How to grow your emergency fund amid a pandemic
- Make minimum payments on your debts. Paying only the minimum required amount allows you to save money where you can, while also making the on-time payments required to keep your credit healthy. Although paying down your debt can lower your credit utilization ratio, the cash you save now will be helpful in the event of a financial emergency.
- Set aside any extra money you get. “It’s tempting to go out and spend any extra money we come across,” Perez said. “But in these situations, the smartest choice would be to set it aside in savings or pay down debt.” Open a savings account with a financial institution offering additional bonuses to cushion your emergency fund further.
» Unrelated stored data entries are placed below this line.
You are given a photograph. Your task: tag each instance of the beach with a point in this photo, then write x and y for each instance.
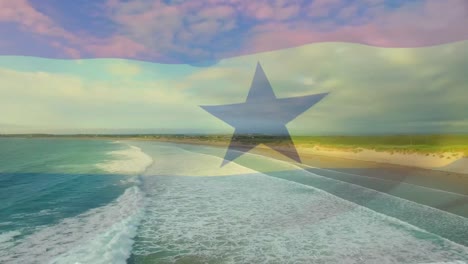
(145, 201)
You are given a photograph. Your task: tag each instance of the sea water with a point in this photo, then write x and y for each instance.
(68, 201)
(91, 201)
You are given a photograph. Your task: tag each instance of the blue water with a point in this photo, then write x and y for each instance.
(100, 201)
(43, 181)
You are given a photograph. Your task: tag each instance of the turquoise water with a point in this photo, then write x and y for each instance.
(97, 201)
(44, 182)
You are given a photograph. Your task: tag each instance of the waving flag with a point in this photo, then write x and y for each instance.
(342, 125)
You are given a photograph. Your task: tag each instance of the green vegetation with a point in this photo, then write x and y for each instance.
(391, 143)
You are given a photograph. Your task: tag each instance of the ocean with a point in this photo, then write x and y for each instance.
(105, 201)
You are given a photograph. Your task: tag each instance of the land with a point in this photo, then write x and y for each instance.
(387, 164)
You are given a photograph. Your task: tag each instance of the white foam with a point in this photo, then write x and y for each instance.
(176, 161)
(129, 161)
(259, 219)
(101, 235)
(6, 239)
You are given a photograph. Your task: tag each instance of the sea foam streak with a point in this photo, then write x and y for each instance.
(129, 161)
(101, 235)
(255, 218)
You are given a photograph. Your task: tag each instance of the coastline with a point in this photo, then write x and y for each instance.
(446, 161)
(452, 162)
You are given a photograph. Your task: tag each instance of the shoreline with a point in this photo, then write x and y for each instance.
(450, 162)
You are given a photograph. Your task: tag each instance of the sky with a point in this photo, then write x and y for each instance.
(146, 66)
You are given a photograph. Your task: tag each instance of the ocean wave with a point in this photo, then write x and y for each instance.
(129, 161)
(101, 235)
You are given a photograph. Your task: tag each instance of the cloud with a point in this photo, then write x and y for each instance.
(372, 90)
(201, 33)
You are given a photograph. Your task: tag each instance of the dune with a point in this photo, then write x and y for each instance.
(447, 161)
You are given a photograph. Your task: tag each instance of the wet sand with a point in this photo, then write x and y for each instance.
(446, 191)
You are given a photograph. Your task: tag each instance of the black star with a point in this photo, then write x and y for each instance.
(262, 113)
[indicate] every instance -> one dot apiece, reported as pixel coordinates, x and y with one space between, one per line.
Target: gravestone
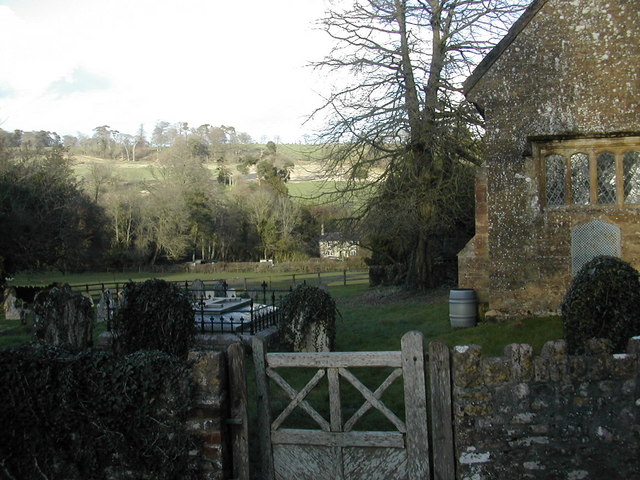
197 290
314 340
105 307
12 305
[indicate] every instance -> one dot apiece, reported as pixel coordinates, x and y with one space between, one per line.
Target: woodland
400 147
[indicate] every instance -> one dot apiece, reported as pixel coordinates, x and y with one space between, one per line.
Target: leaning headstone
63 318
315 339
12 305
197 290
105 307
220 289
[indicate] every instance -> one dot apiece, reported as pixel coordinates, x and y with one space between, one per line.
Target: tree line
193 208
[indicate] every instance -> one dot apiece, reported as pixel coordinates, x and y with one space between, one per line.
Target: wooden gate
334 450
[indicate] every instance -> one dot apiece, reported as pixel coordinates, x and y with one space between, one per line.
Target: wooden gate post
441 415
238 421
415 397
264 415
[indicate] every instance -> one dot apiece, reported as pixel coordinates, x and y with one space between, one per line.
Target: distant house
561 182
336 245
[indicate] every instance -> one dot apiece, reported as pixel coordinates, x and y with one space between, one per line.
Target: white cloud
71 65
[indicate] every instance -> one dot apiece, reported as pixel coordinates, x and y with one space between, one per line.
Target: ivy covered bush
90 415
155 315
603 301
63 318
308 320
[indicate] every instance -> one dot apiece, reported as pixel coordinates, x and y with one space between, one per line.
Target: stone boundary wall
208 416
551 416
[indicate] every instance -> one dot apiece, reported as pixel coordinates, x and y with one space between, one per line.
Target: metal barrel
463 308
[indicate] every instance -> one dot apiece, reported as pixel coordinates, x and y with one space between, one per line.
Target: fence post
238 421
264 416
440 375
415 396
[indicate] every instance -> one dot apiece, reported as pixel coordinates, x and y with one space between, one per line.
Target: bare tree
398 110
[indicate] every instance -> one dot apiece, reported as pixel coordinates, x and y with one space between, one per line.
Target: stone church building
560 95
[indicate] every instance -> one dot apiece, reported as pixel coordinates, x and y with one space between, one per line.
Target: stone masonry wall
207 419
547 417
571 72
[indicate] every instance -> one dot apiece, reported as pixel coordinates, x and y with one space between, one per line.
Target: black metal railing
261 311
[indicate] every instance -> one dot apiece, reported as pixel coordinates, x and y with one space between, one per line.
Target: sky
68 66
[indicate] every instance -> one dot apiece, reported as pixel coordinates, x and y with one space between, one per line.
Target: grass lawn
371 320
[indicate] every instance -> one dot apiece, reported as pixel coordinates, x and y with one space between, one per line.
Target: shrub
90 415
155 315
63 318
308 312
603 301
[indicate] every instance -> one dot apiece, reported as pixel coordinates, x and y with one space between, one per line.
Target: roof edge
502 45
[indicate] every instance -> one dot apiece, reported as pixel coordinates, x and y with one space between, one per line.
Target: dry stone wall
551 416
207 419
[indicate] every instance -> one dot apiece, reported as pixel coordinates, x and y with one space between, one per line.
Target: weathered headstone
12 305
315 339
197 290
105 307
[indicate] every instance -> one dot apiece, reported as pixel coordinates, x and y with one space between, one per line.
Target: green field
371 318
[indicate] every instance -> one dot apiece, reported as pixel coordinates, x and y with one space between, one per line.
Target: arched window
590 171
632 177
556 171
606 178
580 179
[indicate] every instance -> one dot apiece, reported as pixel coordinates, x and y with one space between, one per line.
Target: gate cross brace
298 399
372 399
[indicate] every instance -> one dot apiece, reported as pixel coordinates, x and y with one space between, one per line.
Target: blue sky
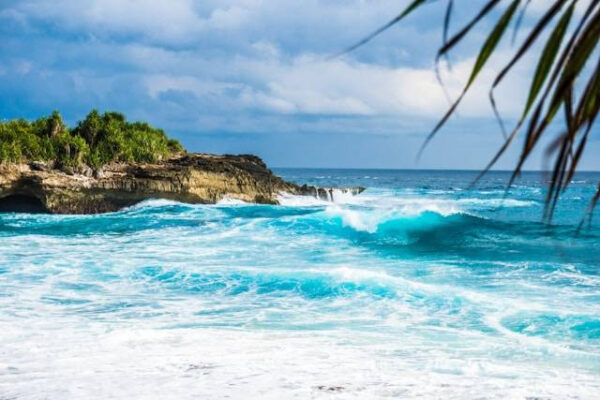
252 76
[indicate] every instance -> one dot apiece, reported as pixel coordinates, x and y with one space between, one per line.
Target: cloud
242 67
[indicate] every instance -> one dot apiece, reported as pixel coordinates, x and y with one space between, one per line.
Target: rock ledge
191 178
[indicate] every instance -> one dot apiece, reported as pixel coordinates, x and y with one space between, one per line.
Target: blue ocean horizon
419 286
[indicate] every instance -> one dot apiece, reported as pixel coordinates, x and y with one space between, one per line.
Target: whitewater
419 287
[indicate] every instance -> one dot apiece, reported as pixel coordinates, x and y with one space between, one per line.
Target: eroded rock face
192 178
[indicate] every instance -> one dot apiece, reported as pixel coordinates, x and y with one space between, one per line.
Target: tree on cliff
97 140
566 80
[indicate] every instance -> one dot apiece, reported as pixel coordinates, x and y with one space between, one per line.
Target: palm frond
562 61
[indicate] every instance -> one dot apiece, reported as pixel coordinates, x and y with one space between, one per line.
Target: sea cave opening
22 203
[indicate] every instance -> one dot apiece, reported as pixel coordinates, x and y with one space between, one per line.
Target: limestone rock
190 178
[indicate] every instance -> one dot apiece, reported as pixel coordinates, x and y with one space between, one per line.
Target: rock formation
191 178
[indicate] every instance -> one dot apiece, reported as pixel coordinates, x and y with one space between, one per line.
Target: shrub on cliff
96 141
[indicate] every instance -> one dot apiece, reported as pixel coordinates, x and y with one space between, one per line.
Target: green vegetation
563 102
97 140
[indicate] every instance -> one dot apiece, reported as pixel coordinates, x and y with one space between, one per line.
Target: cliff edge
190 178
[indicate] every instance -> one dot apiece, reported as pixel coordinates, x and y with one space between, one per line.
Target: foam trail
415 288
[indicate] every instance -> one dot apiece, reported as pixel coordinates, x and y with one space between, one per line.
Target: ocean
420 287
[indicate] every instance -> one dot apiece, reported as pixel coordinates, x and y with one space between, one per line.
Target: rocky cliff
191 178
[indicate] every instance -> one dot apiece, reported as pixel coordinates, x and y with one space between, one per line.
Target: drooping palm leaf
561 69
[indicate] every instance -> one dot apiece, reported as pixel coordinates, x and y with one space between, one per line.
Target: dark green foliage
570 45
97 140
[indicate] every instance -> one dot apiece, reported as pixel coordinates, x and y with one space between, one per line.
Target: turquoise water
418 287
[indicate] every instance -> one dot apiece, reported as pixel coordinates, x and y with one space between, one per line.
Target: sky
257 76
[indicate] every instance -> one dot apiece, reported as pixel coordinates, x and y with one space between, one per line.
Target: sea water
420 287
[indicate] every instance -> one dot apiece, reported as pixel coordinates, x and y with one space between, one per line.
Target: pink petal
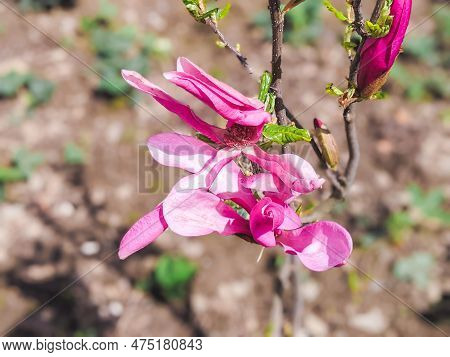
205 178
227 180
295 172
225 100
176 150
143 232
265 218
183 111
291 220
198 212
320 246
261 182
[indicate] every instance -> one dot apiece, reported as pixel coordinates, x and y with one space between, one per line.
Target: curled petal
264 182
320 246
183 151
291 220
198 212
183 111
265 217
227 180
143 232
296 173
379 54
223 99
205 178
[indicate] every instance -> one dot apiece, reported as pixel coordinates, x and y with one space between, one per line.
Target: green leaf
379 96
26 161
376 30
173 276
222 13
265 82
41 91
269 104
211 14
339 14
285 134
397 225
73 154
333 90
11 83
416 269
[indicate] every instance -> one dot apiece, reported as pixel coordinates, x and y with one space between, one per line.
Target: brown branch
358 24
242 59
277 47
350 127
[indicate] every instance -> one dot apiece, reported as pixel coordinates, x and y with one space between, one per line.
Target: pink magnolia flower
246 118
319 246
379 54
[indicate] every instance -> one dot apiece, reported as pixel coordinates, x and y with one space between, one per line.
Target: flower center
239 135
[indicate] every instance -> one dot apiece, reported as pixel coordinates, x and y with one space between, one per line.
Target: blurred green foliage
415 268
173 275
170 279
430 54
23 164
73 154
119 47
38 90
303 24
38 5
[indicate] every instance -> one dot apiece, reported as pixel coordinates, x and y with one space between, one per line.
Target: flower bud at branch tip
378 55
327 144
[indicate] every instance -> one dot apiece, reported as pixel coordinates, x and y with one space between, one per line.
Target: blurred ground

- Automate your savings contributions. Set up your bank account to make regular direct deposits to a high-yield savings account. Look for online banks in particular, which typically offer higher savings due to lower overhead costs. This ensures that your money works harder than it would if you put it into a regular savings account.
- Put other financial goals on hold. If you don’t have a sizable emergency fund yet, consider siphoning all your extra funds into one until you’ve reached your target savings amount. You may see greater returns if you put your funds into a retirement account, for example, but you won’t have the freedom that liquid cash gives you in a financial emergency.
MagnifyMoney researchers analyzed Consumer Expenditure Survey data from the U.S. Bureau of Labor Statistics for the 100 largest U.S. cities to rank them by how much the average household should have in an emergency fund. To create the rankings, we first found how much the average household spends a year compared to their income. We then took that number and applied it to the 100 largest cities and estimated the value of six months’ worth of expenditures. 2019 median household income data comes from the U.S. Census Bureau. Cost-of-living data comes from PayScale.